|Title||Clinical update on the use of biomarkers of airway inflammation in the management of asthma.|
|Publication Type||Journal Article|
|Year of Publication||2011|
|Authors||Wadsworth, S, Sin, D, Dorscheid, D|
|Journal||J Asthma Allergy|
Biological markers are already used in the diagnosis and treatment of cardiovascular disease and cancer. Biomarkers have great potential use in the clinic as a noninvasive means to make more accurate diagnoses, monitor disease progression, and create personalized treatment regimes. Asthma is a heterogeneous disease with several different phenotypes, generally triggered by multiple gene-environment interactions. Pulmonary function tests are most often used objectively to confirm the diagnosis. However, airflow obstruction can be variable and thus missed using spirometry. Furthermore, lung function measurements may not reflect the precise underlying pathological processes responsible for different phenotypes. Inhaled corticosteroids and β(2)-agonists have been the mainstay of asthma therapy for over 30 years, but the heterogeneity of the disease means not all asthmatics respond to the same treatment. High costs and undesired side effects of drugs also drive the need for better targeted treatment of asthma.

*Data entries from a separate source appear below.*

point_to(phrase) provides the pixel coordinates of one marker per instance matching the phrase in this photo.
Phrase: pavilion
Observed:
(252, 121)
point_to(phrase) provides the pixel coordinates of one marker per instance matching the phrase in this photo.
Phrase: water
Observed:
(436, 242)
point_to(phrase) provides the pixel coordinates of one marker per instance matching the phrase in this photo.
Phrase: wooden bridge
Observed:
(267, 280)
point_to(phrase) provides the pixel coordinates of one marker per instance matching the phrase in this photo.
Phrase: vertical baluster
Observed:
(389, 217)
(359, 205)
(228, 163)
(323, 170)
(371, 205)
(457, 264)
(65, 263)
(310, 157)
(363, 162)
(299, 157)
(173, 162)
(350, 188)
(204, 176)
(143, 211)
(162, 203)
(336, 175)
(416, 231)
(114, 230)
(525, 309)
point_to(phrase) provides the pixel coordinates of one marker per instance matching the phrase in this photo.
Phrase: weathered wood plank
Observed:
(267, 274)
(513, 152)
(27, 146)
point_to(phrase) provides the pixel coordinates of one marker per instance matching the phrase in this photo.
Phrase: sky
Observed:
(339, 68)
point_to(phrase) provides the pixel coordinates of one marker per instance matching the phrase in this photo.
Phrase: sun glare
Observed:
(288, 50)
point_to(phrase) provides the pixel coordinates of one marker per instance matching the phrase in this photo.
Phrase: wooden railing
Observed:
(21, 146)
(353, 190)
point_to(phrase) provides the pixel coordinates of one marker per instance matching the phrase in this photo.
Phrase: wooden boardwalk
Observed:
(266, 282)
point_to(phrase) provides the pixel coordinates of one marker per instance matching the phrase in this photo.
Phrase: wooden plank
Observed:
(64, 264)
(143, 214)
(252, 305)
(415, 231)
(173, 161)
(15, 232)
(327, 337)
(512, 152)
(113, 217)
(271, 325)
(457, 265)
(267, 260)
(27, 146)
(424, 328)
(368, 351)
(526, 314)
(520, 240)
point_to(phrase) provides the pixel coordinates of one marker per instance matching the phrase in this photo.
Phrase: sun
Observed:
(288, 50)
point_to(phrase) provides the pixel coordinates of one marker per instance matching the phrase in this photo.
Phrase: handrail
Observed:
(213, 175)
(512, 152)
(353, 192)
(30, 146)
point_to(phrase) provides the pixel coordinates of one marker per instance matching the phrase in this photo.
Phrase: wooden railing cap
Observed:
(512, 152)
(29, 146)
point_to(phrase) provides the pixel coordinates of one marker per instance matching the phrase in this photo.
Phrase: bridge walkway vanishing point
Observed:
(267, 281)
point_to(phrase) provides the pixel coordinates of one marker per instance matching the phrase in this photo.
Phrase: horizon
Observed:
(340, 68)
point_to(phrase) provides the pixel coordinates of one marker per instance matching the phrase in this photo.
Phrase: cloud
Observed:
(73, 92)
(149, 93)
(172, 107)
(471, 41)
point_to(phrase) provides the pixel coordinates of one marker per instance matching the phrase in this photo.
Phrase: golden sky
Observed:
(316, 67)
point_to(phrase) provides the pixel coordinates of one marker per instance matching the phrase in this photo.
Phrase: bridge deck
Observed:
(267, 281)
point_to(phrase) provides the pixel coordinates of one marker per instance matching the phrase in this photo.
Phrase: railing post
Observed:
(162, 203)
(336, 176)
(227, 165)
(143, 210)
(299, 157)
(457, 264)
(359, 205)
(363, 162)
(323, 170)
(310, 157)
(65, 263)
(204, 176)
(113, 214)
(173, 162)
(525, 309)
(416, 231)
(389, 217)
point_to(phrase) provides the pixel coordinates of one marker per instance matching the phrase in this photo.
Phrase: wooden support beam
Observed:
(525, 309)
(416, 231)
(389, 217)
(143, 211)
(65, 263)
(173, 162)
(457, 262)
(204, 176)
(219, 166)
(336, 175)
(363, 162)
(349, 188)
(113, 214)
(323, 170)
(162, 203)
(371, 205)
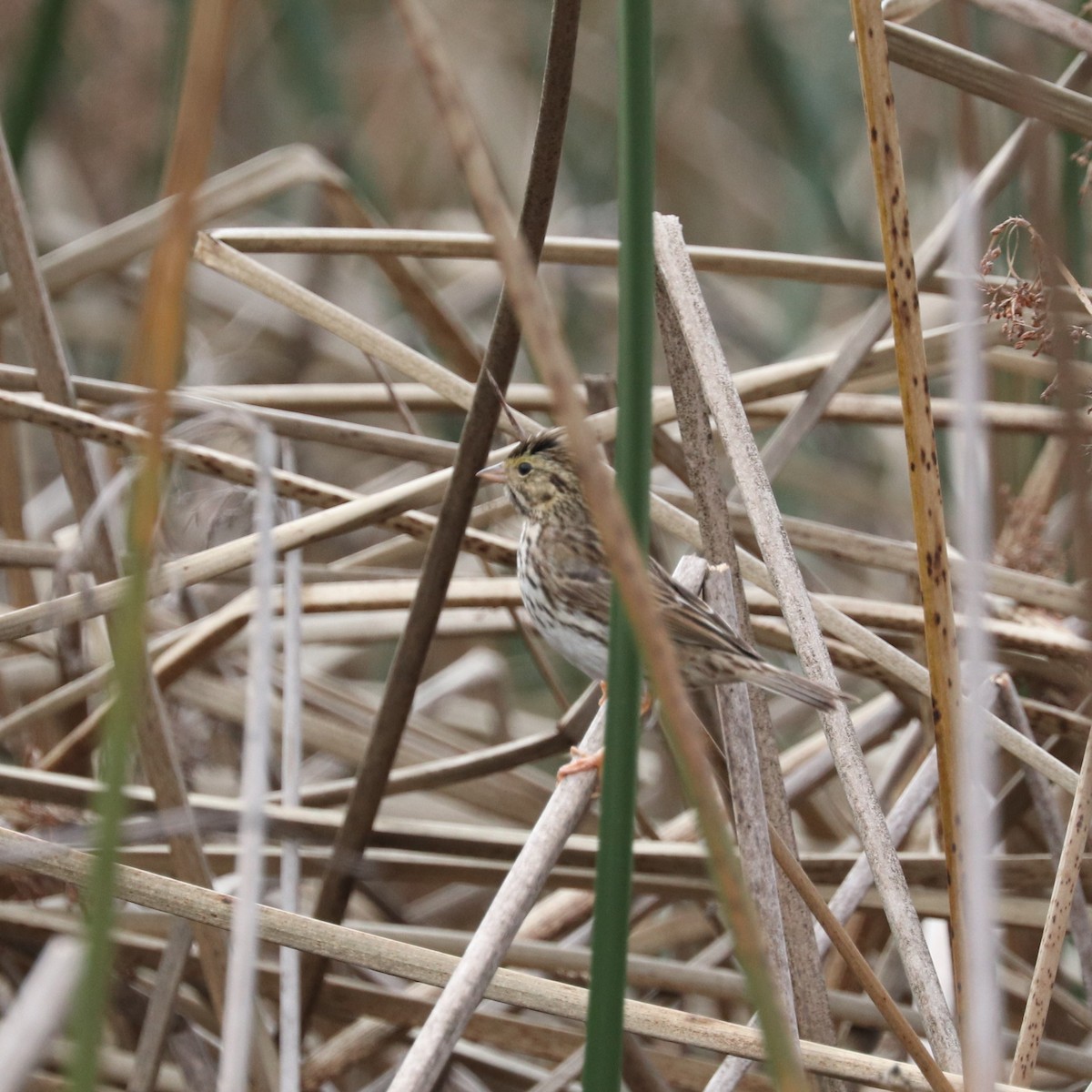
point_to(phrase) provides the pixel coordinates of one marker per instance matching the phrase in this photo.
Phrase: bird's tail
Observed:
(778, 681)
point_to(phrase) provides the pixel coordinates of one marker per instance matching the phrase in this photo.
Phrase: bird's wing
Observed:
(691, 620)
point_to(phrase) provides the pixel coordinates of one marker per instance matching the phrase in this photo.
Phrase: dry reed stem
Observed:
(156, 746)
(877, 320)
(978, 76)
(541, 331)
(1057, 926)
(361, 949)
(913, 801)
(1049, 818)
(445, 331)
(161, 1011)
(1046, 17)
(885, 410)
(942, 653)
(746, 725)
(481, 420)
(715, 378)
(234, 190)
(365, 337)
(38, 1010)
(809, 268)
(860, 966)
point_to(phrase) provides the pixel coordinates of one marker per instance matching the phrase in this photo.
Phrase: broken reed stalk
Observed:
(942, 653)
(541, 331)
(1057, 925)
(442, 554)
(693, 320)
(421, 965)
(743, 710)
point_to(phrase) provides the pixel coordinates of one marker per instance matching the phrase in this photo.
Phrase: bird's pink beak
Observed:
(495, 473)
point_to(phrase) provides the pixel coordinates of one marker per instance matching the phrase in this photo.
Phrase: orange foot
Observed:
(581, 763)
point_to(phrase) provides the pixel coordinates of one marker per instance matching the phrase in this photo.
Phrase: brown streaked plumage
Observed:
(566, 583)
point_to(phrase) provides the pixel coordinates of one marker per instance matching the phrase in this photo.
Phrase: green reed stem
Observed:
(93, 993)
(614, 867)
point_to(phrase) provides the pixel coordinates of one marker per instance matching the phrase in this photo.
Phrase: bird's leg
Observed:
(581, 760)
(581, 763)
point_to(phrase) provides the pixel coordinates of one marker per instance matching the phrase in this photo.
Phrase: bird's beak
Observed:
(495, 473)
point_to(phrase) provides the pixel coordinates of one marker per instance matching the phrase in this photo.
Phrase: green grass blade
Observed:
(614, 871)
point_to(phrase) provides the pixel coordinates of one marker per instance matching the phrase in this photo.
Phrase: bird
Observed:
(566, 584)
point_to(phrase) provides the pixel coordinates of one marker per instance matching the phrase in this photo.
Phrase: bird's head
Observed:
(541, 479)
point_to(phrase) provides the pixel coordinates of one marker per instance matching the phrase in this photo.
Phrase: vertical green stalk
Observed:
(614, 868)
(93, 993)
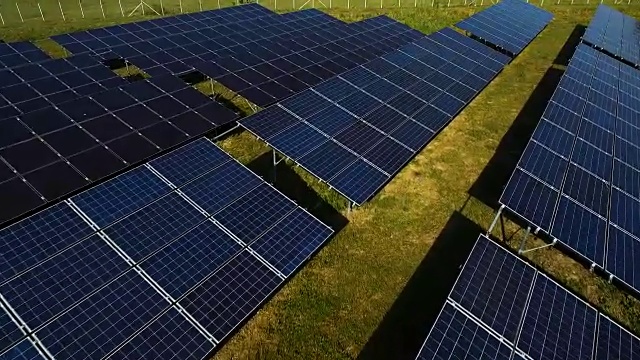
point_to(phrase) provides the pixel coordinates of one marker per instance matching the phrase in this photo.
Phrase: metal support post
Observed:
(524, 240)
(495, 220)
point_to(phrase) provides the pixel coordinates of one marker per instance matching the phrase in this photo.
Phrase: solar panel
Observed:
(90, 138)
(167, 28)
(615, 342)
(22, 351)
(133, 258)
(339, 131)
(575, 180)
(263, 76)
(457, 336)
(615, 33)
(20, 53)
(510, 310)
(510, 25)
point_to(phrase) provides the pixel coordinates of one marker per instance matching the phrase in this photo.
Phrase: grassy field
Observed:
(376, 288)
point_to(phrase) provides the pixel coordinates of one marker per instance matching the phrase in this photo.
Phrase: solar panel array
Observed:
(20, 53)
(40, 85)
(257, 36)
(357, 130)
(615, 33)
(265, 75)
(502, 308)
(510, 24)
(163, 261)
(578, 178)
(51, 152)
(171, 30)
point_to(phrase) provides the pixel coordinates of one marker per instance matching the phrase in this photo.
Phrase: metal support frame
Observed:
(141, 6)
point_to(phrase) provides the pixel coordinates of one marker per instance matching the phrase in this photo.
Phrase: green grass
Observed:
(379, 283)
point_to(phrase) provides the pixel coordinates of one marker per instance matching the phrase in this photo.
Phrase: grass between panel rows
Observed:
(375, 289)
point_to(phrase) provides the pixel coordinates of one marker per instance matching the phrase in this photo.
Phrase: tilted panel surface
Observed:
(57, 150)
(357, 130)
(143, 265)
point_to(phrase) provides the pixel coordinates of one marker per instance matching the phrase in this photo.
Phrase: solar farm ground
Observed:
(375, 290)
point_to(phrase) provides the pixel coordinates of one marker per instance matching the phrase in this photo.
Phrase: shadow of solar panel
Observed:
(570, 323)
(117, 309)
(225, 299)
(24, 350)
(171, 336)
(510, 25)
(506, 289)
(456, 336)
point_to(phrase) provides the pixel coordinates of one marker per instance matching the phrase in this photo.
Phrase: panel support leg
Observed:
(495, 220)
(524, 240)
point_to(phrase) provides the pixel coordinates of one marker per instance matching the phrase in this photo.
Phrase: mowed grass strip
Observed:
(375, 289)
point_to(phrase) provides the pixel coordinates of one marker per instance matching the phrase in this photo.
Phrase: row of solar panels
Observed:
(578, 179)
(102, 132)
(503, 308)
(168, 258)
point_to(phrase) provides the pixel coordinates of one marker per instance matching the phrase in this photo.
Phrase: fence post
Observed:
(61, 12)
(41, 13)
(19, 13)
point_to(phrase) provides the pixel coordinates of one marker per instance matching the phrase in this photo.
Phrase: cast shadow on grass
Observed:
(494, 177)
(570, 45)
(406, 325)
(296, 188)
(489, 185)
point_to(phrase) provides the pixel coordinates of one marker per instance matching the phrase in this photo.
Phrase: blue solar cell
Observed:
(369, 181)
(171, 336)
(456, 336)
(359, 137)
(118, 309)
(225, 299)
(622, 251)
(615, 342)
(626, 178)
(580, 229)
(494, 286)
(269, 122)
(251, 215)
(190, 162)
(121, 196)
(587, 189)
(305, 104)
(297, 140)
(625, 212)
(48, 289)
(24, 350)
(592, 159)
(530, 198)
(327, 160)
(543, 164)
(292, 241)
(9, 331)
(412, 135)
(154, 226)
(26, 243)
(217, 189)
(432, 118)
(388, 155)
(359, 103)
(554, 137)
(569, 324)
(185, 262)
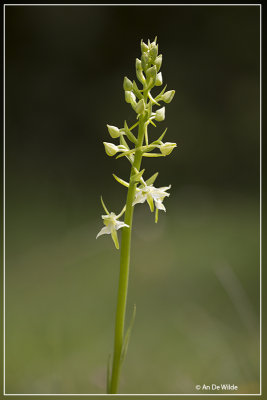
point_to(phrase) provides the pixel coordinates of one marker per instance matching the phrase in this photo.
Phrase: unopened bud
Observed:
(151, 72)
(159, 79)
(144, 61)
(153, 52)
(127, 84)
(138, 65)
(160, 114)
(144, 47)
(140, 107)
(110, 148)
(158, 62)
(129, 97)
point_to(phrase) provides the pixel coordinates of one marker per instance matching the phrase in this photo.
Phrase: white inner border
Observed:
(124, 394)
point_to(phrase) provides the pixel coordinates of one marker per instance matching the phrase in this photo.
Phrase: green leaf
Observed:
(152, 179)
(156, 215)
(127, 336)
(152, 155)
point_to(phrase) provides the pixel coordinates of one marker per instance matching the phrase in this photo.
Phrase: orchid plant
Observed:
(139, 190)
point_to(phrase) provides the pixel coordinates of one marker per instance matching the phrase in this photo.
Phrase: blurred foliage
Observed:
(195, 276)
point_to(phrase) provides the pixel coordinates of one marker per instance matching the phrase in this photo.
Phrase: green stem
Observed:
(124, 265)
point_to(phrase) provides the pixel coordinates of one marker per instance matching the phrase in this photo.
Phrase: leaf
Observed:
(153, 155)
(137, 91)
(127, 336)
(152, 179)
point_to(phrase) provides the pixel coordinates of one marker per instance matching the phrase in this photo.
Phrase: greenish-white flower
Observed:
(113, 131)
(167, 148)
(160, 114)
(130, 97)
(159, 79)
(158, 62)
(140, 107)
(127, 84)
(152, 195)
(112, 225)
(168, 96)
(112, 149)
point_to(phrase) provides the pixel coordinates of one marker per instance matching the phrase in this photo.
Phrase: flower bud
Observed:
(168, 96)
(160, 114)
(144, 47)
(113, 131)
(140, 107)
(151, 72)
(153, 52)
(129, 97)
(127, 84)
(110, 148)
(158, 62)
(167, 148)
(144, 61)
(139, 74)
(138, 65)
(159, 79)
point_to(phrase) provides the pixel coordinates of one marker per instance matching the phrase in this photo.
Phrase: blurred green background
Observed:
(195, 276)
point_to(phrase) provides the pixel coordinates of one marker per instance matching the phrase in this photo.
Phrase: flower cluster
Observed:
(141, 100)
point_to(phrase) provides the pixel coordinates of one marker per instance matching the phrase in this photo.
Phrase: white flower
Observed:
(112, 149)
(113, 131)
(159, 79)
(152, 195)
(168, 96)
(130, 97)
(112, 225)
(160, 114)
(167, 148)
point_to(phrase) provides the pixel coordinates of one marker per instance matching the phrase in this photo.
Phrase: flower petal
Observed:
(104, 231)
(120, 224)
(159, 205)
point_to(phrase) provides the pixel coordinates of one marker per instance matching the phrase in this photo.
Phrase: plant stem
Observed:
(124, 265)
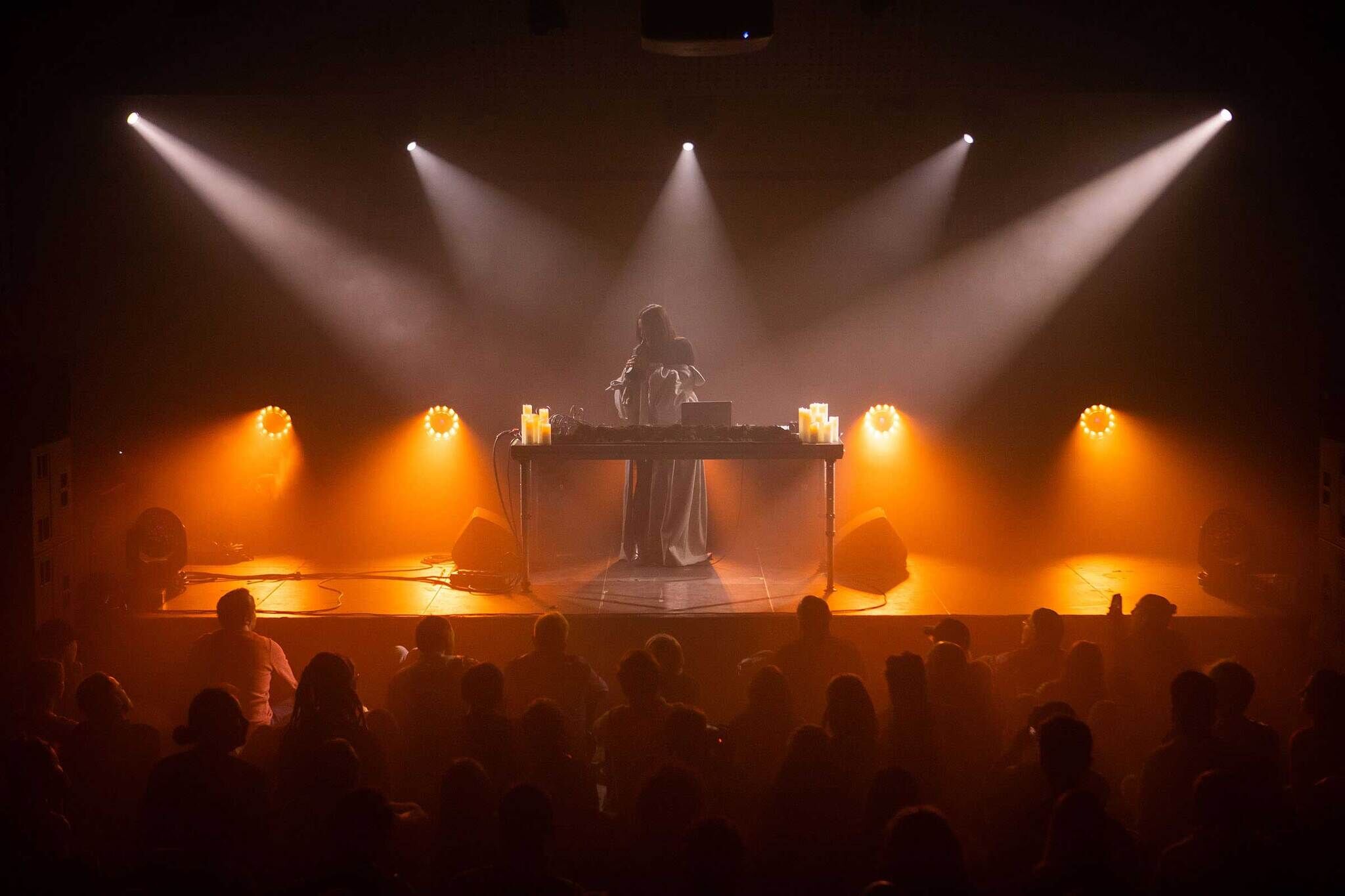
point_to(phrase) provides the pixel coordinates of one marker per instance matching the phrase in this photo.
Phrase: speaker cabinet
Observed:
(870, 554)
(486, 544)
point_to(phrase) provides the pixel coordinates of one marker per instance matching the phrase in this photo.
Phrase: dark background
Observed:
(1216, 316)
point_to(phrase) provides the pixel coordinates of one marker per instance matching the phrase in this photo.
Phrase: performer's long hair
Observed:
(654, 328)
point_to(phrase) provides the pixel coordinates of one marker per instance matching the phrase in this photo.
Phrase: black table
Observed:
(827, 454)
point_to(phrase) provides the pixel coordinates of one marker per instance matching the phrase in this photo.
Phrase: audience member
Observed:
(486, 734)
(108, 759)
(631, 735)
(674, 683)
(1223, 853)
(41, 689)
(1082, 681)
(327, 707)
(1165, 789)
(759, 735)
(238, 658)
(923, 856)
(852, 723)
(814, 658)
(204, 805)
(910, 736)
(1317, 750)
(426, 698)
(1040, 657)
(549, 672)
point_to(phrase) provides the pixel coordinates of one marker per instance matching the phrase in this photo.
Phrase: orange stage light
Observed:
(273, 422)
(881, 419)
(441, 422)
(1098, 421)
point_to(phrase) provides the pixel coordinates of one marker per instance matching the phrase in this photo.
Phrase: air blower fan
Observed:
(156, 551)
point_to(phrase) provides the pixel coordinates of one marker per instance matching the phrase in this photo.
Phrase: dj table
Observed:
(827, 454)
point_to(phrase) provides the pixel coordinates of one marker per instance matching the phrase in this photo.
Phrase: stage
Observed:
(1079, 585)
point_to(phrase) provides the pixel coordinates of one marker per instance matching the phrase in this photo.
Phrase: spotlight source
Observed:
(1098, 421)
(881, 419)
(441, 422)
(273, 422)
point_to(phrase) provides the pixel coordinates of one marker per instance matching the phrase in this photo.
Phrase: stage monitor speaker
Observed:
(486, 544)
(870, 554)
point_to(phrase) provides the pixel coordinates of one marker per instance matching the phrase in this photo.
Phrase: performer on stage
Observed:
(665, 515)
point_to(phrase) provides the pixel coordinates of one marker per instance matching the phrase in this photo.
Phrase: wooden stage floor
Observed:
(1074, 586)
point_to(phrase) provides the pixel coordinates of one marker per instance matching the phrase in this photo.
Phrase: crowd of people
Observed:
(1051, 769)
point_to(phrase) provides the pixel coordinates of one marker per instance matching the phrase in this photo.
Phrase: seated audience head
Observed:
(639, 677)
(435, 636)
(814, 617)
(541, 729)
(55, 640)
(1234, 687)
(1324, 698)
(215, 723)
(768, 692)
(667, 652)
(849, 711)
(550, 633)
(1044, 629)
(102, 700)
(1193, 698)
(1084, 664)
(923, 853)
(1066, 748)
(951, 630)
(1153, 613)
(326, 694)
(43, 685)
(483, 687)
(237, 610)
(526, 821)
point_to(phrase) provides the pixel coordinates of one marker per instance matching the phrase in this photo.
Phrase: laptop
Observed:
(708, 414)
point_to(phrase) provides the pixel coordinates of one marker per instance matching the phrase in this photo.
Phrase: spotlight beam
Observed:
(385, 314)
(938, 333)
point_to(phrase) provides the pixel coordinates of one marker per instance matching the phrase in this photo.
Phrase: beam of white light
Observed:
(505, 251)
(682, 261)
(940, 332)
(868, 242)
(385, 314)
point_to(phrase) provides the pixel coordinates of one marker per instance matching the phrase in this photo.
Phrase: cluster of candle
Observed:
(536, 427)
(816, 425)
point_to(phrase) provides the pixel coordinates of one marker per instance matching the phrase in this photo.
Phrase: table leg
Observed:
(525, 516)
(829, 484)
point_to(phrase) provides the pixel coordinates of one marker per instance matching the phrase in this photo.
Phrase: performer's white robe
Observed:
(665, 512)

Biomarkers have the potential to indicate an individual's disease phenotype and thereby guide clinicians in their decisions regarding treatment. This review focuses on biomarkers of airway inflammation which may help us to identify, monitor, and guide treatment of asthmatics. We discuss biomarkers obtained from multiple physiological sources, including sputum, exhaled gases, exhaled breath condensate, serum, and urine. We discuss the inherent limitations and benefits of using biomarkers in a heterogeneous disease such as asthma. We also discuss how we may modify our study designs to improve the identification and potential use of potential biomarkers in asthma.